The sample size of 80 total intrathoracic TB (may+make a definite diagnosis TB) and 50 non-TB of LRTI allows the AUC that detects to increase by 15% (50% to 65%), and weighing (power) is 84%, and level of significance is 5%.Cultivate the intrathoracic TB of confirmation and the sample size of 50 non-TB of LRTI for 20, allowing to detect AUC increases by 20% (50% to 70%), and power is 77%, and level of significance is 5%.The increase of 15-20% is consistent with the preliminary data that proposes above.
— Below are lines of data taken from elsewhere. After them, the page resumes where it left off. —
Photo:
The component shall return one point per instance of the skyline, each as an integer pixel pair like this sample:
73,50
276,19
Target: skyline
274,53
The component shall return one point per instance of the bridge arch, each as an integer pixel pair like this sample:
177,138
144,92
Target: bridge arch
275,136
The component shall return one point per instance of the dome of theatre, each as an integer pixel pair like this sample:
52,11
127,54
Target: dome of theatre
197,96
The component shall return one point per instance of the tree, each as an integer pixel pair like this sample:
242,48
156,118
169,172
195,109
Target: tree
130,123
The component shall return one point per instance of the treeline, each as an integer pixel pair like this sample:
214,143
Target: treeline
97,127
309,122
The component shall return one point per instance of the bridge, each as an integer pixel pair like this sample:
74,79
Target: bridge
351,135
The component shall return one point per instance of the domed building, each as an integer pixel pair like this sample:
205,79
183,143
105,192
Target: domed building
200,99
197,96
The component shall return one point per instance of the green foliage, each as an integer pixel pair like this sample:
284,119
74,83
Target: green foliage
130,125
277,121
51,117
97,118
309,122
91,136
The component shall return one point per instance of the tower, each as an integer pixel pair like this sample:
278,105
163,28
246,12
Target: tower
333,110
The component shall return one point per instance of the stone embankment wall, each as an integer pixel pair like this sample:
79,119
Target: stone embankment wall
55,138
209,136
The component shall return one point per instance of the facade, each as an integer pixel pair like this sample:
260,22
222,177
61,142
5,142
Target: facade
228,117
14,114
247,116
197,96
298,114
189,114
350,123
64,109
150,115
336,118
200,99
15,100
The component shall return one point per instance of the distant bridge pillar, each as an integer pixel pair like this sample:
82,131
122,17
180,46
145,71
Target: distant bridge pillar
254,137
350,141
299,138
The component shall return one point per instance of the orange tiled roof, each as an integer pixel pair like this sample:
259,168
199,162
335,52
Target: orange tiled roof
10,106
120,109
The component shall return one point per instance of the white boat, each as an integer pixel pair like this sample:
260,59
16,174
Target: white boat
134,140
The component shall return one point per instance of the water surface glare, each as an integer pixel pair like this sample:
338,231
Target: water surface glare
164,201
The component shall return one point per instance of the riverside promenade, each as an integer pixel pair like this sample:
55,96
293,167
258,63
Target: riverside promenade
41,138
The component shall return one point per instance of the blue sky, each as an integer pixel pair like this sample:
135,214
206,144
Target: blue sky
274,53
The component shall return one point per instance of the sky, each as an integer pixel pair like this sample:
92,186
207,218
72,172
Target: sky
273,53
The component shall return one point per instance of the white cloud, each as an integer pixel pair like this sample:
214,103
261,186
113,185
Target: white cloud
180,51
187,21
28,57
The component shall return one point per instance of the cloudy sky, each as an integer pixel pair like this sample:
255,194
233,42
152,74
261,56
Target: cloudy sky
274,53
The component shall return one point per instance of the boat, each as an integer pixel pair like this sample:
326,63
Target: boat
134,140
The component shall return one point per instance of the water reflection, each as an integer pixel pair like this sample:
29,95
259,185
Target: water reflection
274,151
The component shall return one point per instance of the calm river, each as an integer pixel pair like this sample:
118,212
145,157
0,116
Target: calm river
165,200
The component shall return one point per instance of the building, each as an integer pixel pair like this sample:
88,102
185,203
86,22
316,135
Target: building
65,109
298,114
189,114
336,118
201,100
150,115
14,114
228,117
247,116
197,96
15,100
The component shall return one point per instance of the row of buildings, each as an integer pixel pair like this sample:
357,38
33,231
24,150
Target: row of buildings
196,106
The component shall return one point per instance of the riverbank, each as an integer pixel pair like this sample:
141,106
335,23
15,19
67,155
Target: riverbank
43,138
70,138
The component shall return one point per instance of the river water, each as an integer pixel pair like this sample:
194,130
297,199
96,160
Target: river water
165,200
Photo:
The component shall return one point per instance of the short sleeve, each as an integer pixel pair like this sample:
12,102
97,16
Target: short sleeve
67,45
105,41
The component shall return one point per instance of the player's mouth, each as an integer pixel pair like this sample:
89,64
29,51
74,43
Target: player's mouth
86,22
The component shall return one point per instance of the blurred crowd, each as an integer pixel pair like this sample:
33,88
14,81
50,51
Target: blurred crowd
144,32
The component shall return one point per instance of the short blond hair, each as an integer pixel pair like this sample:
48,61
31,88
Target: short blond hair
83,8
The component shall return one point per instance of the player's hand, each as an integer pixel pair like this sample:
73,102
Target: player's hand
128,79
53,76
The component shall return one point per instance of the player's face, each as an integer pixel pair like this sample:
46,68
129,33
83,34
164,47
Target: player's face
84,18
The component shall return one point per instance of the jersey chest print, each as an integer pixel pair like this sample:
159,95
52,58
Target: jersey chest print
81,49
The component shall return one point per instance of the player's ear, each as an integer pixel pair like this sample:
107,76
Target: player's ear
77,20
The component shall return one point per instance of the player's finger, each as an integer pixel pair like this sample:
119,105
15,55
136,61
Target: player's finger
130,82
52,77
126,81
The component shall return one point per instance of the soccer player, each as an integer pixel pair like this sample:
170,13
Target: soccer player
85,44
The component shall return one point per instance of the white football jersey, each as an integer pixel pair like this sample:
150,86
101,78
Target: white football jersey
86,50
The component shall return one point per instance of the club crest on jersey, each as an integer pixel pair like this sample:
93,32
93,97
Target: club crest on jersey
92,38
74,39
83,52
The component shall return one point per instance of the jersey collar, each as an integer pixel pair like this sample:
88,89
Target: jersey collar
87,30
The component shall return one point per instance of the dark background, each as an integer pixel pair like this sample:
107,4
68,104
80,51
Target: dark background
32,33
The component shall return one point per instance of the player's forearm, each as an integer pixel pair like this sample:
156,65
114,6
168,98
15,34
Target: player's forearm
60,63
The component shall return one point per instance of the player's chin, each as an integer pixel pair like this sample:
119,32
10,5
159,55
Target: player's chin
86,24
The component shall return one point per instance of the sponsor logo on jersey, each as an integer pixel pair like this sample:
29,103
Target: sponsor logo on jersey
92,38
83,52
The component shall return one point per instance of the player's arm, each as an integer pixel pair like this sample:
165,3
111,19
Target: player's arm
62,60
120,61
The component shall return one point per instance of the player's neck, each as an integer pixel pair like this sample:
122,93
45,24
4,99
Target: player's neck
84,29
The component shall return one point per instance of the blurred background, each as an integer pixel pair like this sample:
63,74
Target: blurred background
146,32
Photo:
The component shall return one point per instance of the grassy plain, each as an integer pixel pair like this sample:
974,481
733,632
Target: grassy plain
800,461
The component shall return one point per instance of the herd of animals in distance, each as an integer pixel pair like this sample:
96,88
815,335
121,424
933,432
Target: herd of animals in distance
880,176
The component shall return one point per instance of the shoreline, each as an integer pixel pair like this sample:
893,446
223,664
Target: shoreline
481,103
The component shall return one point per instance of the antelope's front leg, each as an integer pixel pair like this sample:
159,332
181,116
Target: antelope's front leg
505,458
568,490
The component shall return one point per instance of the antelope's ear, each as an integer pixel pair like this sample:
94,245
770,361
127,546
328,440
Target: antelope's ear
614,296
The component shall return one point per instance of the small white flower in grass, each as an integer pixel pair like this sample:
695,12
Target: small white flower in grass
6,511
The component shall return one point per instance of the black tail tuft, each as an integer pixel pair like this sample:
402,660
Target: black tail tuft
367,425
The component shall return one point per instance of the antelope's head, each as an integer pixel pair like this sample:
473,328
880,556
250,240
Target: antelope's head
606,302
The result: the antigen combination of identifying in this article (ESAT6/CFP10) in intrathoracic TB group to CD8 ⁺T cell, CD4 ⁺The T cell has similar result with TST, is about 50% positive the analysis.In the non-TB of LRTI group, do not detect CD8 at these antigens ⁺T cell response.Because other four kinds of antigens combinations also contain second immunodominance CD8 antigen except CFP10, therefore in intrathoracic TB group, observed at other CFP10/Mtb antigen combinations and compared CD8 at CFP10/ESAT-6 ⁺The frequency of T cell analysis increases.In the non-TB group of LRTI, do not detect CD8 at any tested antigen combination ⁺T cell response.CD4 at all antigen combinations ⁺T cell analysis and TST this group about 30% in be positive.In the intrathoracic TB group that cultivate to confirm, compare positive CD8 with whole intrathoracic TB group ⁺And CD4 ⁺The ratio of t cell response is close or higher.

Embodiment 8

Animal model

In tuberculosis research, mouse model has been widely used in simulating the various aspects of disease.Mouse can infect via various approach, comprises in intravenous, the peritonaeum and tracheae.A kind of approach is the aerosolized of biosome, is used for respiratory infections.Mouse is exposed to gasoloid (infect whole health or only infect nose) in cell.Dosage of the present invention can change by concentration or the exposure duration of handling Mtb in the sprayer.Infect by the gasoloid low dosage, for example about 50 colony-forming units (CFU) cause slowly stable increase of bacterial number in the lung, generally reach peak value in all around, and this conforms to the number of peaks of T cell in the lung.The acute phase that initial period is considered to infect.After infection, there be the diffusion of bacterium to mediastinal lymph nodes.Generally can detect the T cell between two to three weeks causes.After around approximately, it is stable that bacterial number reaches, and the pathology response of slowly development occurs.This system can be used for the simulation game sexuality and dyes.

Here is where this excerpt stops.